As to the work environment, I ended up spending the majority of my time at St. Paul’s District Hospital where I collected chart data on all children presenting with severe malaria since 2017. The work was at times monotonous, but the resulting dataset I created should help our research team better understand the risks that underlie mortality from malaria in this high transmission zone. I was also taken along on trips into the field to see how other malaria interventions are implemented in the region—including trainings on indoor residual spraying and human landing catches for entomological data collection. At times the work could be frustrating, with missing data everywhere and hospital personnel denying that such a thing could occur, but in a place without a strong medical bureaucracy, I can imagine that this is common.

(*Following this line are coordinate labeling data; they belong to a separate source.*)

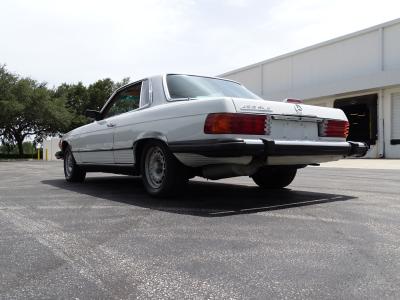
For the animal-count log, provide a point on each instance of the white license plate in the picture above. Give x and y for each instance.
(294, 130)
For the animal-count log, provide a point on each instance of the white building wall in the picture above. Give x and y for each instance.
(364, 62)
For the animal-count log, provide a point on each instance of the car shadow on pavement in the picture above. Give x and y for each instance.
(205, 199)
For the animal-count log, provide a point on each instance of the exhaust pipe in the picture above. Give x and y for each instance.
(231, 170)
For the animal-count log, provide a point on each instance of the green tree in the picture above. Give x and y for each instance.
(29, 108)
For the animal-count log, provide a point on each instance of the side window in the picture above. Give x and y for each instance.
(144, 95)
(126, 100)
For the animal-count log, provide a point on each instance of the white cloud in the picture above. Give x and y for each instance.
(73, 40)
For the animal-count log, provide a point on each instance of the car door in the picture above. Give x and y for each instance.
(125, 130)
(96, 140)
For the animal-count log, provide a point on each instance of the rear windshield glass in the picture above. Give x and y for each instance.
(187, 86)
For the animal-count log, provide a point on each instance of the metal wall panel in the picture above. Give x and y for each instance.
(395, 118)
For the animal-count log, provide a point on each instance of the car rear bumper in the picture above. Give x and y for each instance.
(259, 147)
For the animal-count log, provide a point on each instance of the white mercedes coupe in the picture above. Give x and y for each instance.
(172, 127)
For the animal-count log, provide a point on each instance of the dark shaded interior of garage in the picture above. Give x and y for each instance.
(361, 112)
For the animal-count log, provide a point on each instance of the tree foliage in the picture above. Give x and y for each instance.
(30, 109)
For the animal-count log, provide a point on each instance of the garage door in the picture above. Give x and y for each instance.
(395, 138)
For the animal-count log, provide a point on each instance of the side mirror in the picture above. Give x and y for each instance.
(93, 114)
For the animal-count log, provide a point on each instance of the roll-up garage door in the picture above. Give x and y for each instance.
(395, 136)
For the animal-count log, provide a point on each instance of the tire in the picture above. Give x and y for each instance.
(163, 175)
(274, 177)
(72, 172)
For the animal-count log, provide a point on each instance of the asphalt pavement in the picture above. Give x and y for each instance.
(333, 234)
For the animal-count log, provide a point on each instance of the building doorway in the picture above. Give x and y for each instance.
(361, 111)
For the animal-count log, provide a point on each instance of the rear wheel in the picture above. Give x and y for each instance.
(72, 172)
(274, 177)
(162, 174)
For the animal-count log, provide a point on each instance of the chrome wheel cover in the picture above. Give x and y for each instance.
(68, 164)
(155, 167)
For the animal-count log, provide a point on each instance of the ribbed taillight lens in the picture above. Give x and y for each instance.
(232, 123)
(334, 128)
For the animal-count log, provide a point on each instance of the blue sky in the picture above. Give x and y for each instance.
(83, 40)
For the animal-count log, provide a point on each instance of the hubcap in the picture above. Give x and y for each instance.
(69, 164)
(155, 167)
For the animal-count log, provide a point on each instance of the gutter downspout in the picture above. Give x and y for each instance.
(381, 131)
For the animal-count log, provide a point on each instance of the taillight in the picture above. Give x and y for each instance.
(232, 123)
(334, 128)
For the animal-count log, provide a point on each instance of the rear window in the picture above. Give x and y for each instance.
(195, 87)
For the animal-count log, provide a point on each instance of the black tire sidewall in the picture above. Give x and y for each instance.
(173, 176)
(77, 175)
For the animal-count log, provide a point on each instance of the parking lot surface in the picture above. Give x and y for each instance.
(334, 233)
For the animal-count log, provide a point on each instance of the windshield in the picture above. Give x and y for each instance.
(188, 86)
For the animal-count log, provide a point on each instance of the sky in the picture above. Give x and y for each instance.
(60, 41)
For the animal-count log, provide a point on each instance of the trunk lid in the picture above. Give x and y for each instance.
(289, 121)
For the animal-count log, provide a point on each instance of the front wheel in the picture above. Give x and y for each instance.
(274, 177)
(162, 173)
(72, 172)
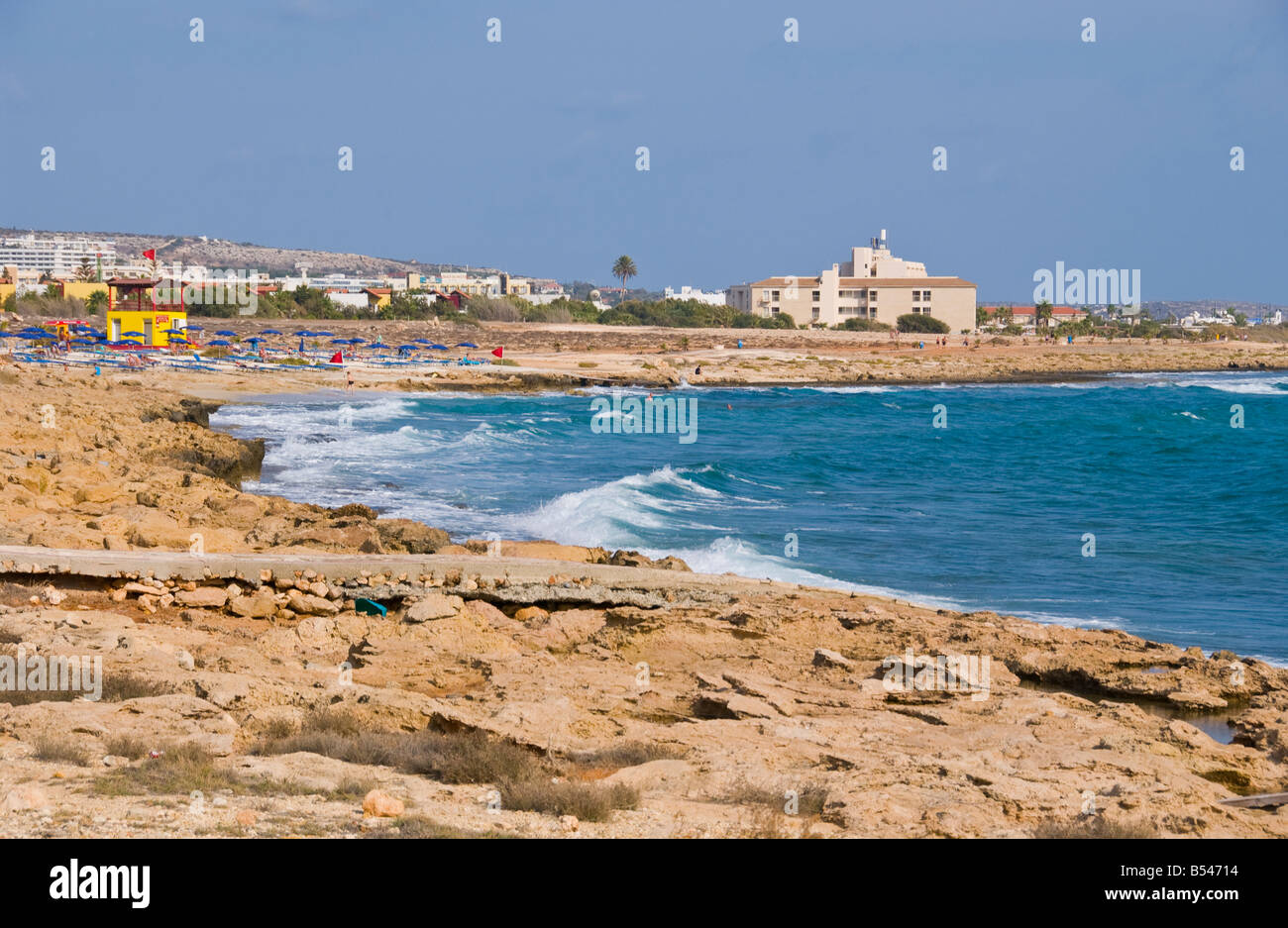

Overall, I am extremely proud of the work I did and the connections that I made within the community there. I miss the camaraderie that developed amongst my local team. I hope someday to return to Kashikishi and continue to help this community in any way that I can, and I am thankful that Johns Hopkins enabled me to have such a profound experience.
This is one arm of the Old Market of Kashikishi at noon. Children can be seen wandering home for lunch. To the left under the grey awning is Swahili, a local bar/nightclub/restaurant that serves the best curry chicken in town. Off in the distance behind the child wearing a yellow shirt is where village chickens can be bought to make dinner.
This is the exterior gate of St. Paul’s Hospital, wherein I spent my days collecting data. As illustrated on the right, the hospital closes to the public for lunch during the hottest part of the day as there is little room to shade all the patients’ family members. The interior of the hospital was open-aired and had a Spanish architectural feel to it, with high arches and courtyards filled with flowers.
This is me (viewer’s right) and my colleague Clifford Tende posing in front of the lower falls of the Ntumbachushi waterfall. We eventually climbed to the top of the falls and swam around in the freshwater—the only place with non-parasitic water in the area. Afterward, we climbed down and grilled goat meat at a nearby picnic area.
This is Kashikishi during “Golden Hour”. The blue off in the distance is Lake Mweru. Fishermen in the village leave around this time and make such a large flotilla that their lights on the water look like a city in the distance. The mountains behind Mweru belong to the Democratic Republic of Congo. Kashikishi acts as a major importer of Congolese copper that is then moved South to the mining towns near Ndola for processing.